Şimdi, çok uluslu bir ekip, annesinin mumyasının kafatasından elde edilen verileri kullanarak, neredeyse 3.400 yıl sonra ilk kez onun neye benzediğini ortaya çıkardı.
Avustralya’daki Flinders Üniversitesi’nden arkeolog Michael Habicht, firavunun heykellerde görünenlerden oldukça farklı göründüğünü söyledi.
Habicht, “Bu, barışı teşvik eden ve ekonomik refahın en yüksek olduğu bir dönemde yaşayan bir adam için sakin bir yüz. En azından kendi döneminde yaşamış en zengin adamlardan biri olabilirdi.”
“Mevcut kalıntıları analiz ederek ölüm nedenini bilmek zordur. 1970’lerde yapılan araştırmalar, III. Amenhotep’i obez, hasta ve hareketsiz, neredeyse kelleşmiş ve hayatının son yıllarında diş sorunları yaşayan bir adam olarak tanımladı.”
“Mısır’ın gerçekten büyük krallarından biri olmasına rağmen vücut boyu yaklaşık 156 cm’dir ve bu da onu korunmuş mumyalarından tanıdığımız en küçük krallardan biri yapar. Bu oldukça küçük vücut boyu sanatta yansıtılmıyor; sanat eserlerinde devasa heykelleriyle ünlü.” dedi.
“EKSİKSİZ BİR ÇALIŞMA OLDU”
Yüzü hayata döndüren Brezilyalı grafik uzmanı Cicero Moraes, yeniden yapılanmanın, annesinin mumyasından alınan görüntüler ve veriler kullanılarak firavunun kafatasının dijital olarak yeniden yaratılmasıyla başladığını söyledi.

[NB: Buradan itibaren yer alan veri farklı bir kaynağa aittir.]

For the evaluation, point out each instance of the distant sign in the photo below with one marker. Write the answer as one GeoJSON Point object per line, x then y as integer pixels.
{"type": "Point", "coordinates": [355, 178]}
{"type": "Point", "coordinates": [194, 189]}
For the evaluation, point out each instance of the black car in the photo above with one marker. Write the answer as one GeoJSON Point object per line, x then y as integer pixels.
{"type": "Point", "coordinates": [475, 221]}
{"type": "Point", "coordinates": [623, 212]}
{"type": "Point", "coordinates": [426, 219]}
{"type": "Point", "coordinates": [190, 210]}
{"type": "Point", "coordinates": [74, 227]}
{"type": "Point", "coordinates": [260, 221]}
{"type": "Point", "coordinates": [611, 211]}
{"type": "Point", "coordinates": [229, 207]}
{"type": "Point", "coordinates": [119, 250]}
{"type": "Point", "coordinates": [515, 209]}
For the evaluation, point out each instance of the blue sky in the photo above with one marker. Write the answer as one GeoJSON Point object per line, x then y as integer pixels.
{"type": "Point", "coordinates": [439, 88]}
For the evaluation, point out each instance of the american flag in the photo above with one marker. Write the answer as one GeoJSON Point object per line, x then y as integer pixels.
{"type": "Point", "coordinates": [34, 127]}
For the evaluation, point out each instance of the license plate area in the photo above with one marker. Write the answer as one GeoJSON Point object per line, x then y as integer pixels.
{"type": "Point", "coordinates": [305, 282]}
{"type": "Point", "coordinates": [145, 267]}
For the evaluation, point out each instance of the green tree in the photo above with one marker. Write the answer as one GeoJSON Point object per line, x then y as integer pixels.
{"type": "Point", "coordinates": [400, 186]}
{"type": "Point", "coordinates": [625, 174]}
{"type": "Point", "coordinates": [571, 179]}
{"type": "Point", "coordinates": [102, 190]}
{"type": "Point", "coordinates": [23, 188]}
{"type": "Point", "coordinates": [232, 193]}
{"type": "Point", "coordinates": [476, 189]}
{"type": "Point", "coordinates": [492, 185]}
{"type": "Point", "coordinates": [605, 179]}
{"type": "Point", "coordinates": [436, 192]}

Daha sonra kralın burnunun, kulaklarının, gözlerinin ve dudaklarının olası boyutları ve konumu hakkında bilgi vermek için canlı donörlerden alınan ek veriler kullanıldı.
Moraes, “Tarihsel bilgilere dayanarak, III. Amenhotep sağlam bir görünüme sahipti, bu nedenle vücut kitle indeksi yüksek bireylerden elde edilen verileri kullandık. Yanılmıyorsak bu, III. Amenhotep’in ilk yüz yaklaşımıdır.”
“Katıldığım diğer firavun yaklaşımlarıyla karşılaştırıldığında, kıyafetleri ve aksesuarları modellediğimiz için bu da en eksiksiz olanıydı. Nihai sonuca hayran kaldık. Bu, tarihi takdir eden herkese hediyemizdir.” dedi.
Firavuna yaşamı boyunca ilah olarak tapınıldı. 40 ila 50 yaşları arasında öldüğü ve halefine gücünün ve zenginliğinin zirvesinde bir krallık bıraktığı düşünülüyor.